Who are your favorite poets from the past as well as among your contemporaries?

“There is no such thing as a completely original poem because every poem is a version of a number of past poems. I have probably been influenced by everything I have read, for better or worse. Not to mention everything I have seen. I would consider Warner Brothers cartoons a serious influence on my imagination. Not to mention Mother Goose and Jack Kerouac. Probably my most direct literary influence is Coleridge; at least I have tried to model some of my longer meditative poems on his so-called conversation poems. The one poem I would take with me into isolation would be his “This Lime-Tree Bower My Prison,” a beautifully improvised meditation on friendship and nature.”

What classes have you most enjoyed teaching at Lehman College?

“I teach literature classes and creative writing classes. And I have taught basic composition for 30 years largely because almost every English teacher in the City University teaches it. I think it’s possible to teach someone to read poetry better, but much less possible to teach them to write better poetry. A number of vital abilities are completely impossible to teach: namely, rhythm and metaphor.”

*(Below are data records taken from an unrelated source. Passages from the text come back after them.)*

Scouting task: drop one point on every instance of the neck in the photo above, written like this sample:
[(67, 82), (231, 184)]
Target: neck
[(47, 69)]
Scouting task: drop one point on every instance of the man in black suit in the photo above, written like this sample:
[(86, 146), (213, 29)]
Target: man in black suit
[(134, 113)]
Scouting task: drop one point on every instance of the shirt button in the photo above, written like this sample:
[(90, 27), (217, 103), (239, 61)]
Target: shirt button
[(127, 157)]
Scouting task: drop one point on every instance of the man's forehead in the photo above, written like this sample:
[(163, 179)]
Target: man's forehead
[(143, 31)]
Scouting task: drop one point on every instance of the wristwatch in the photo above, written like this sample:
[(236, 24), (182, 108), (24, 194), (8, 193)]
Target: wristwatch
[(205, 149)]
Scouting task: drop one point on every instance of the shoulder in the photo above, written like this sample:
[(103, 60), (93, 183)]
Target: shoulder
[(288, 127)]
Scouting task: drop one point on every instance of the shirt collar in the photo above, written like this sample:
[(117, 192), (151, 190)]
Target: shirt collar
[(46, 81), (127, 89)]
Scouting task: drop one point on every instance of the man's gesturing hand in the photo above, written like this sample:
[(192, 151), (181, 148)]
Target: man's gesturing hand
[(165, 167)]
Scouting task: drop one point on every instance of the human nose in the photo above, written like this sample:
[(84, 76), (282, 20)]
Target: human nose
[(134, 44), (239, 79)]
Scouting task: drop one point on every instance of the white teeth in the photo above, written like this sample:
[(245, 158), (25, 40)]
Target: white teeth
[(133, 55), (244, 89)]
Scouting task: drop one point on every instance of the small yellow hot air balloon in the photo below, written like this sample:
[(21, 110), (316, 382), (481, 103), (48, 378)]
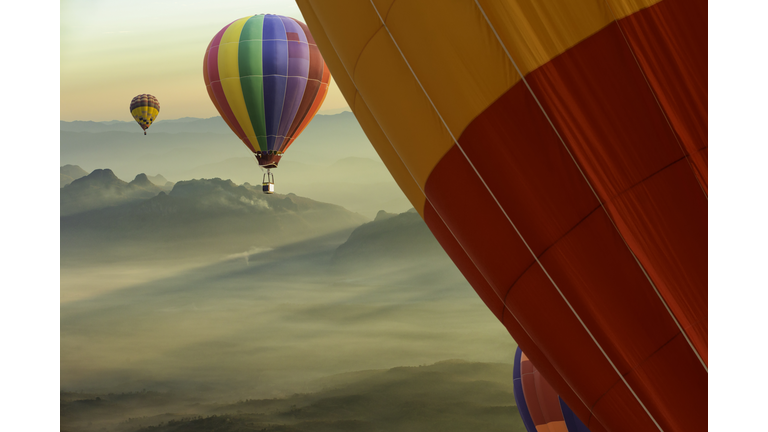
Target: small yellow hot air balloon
[(144, 109)]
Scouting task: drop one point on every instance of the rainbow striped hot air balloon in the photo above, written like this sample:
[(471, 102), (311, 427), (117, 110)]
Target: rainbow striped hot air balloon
[(144, 109), (267, 79), (558, 152)]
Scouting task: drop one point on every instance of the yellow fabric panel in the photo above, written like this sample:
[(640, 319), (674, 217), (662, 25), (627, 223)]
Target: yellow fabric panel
[(371, 128), (623, 8), (338, 73), (229, 73), (145, 112), (383, 6), (406, 117), (455, 56), (349, 24), (535, 31), (390, 157)]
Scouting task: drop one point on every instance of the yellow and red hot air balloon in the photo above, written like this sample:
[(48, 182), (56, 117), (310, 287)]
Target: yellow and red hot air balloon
[(558, 152), (144, 109), (267, 79)]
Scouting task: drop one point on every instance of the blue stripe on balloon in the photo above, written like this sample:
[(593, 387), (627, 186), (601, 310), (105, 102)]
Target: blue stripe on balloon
[(275, 66), (522, 406), (298, 70), (572, 423)]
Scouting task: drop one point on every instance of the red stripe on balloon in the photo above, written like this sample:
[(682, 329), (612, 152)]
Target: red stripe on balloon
[(667, 40), (602, 107)]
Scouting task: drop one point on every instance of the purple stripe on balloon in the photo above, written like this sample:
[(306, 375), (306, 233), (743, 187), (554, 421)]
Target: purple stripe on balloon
[(275, 67), (298, 70)]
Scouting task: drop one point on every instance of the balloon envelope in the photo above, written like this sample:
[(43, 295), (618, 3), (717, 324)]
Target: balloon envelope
[(267, 79), (144, 109), (539, 405), (558, 152)]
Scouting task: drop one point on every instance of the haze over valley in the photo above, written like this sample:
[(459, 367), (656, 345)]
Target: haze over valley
[(182, 295)]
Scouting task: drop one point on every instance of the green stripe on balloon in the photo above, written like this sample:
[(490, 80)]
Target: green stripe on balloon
[(250, 67)]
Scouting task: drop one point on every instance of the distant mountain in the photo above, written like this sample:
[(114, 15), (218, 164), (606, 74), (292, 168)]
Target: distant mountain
[(70, 173), (158, 180), (174, 147), (209, 213), (389, 239), (186, 124), (102, 188), (453, 395)]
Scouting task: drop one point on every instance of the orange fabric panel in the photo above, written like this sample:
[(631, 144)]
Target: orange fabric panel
[(456, 39), (610, 121), (406, 116), (495, 304), (368, 123), (390, 157), (601, 105)]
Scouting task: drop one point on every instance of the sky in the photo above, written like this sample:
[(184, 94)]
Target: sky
[(31, 253), (112, 51)]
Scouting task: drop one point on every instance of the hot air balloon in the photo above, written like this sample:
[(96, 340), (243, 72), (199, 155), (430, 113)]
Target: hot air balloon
[(144, 109), (537, 402), (558, 152), (267, 79)]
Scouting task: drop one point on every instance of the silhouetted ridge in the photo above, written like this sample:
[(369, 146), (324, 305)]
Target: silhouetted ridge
[(389, 237), (142, 181)]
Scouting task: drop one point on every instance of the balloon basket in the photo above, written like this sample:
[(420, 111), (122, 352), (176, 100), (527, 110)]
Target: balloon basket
[(268, 182)]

What is your favorite part of writing poetry?

“The most exciting part of writing a poem is discovering its destination, actually arriving at it. I am like most poets who are ignorant of the poem’s ending. The poem, from the poet’s point of view, might be seen as simply a means of getting to its end. In that sense, the poem is a vehicle which runs along the tracks of the language that the poet lays down, line by line. That is probably the reason why the poem, once finished, holds absolutely no interest for me. When you arrive at your destination, you lose interest in the bus that brought you there.”


What was your gauge on your poetry before being appointed Laureate? How has it changed?

“The only way the laureateship has affected my poetry is that it leaves me much less time to write it. It also fills with activities those spaces of free time which are conducive to thinking poetry thoughts, those slow, grass-growing times. Instead, I have to spend a lot of my time, not doing poetry, but doing poetry-related things. Like answering interview questions!”

Ari McKenna is an editorial intern from the New School.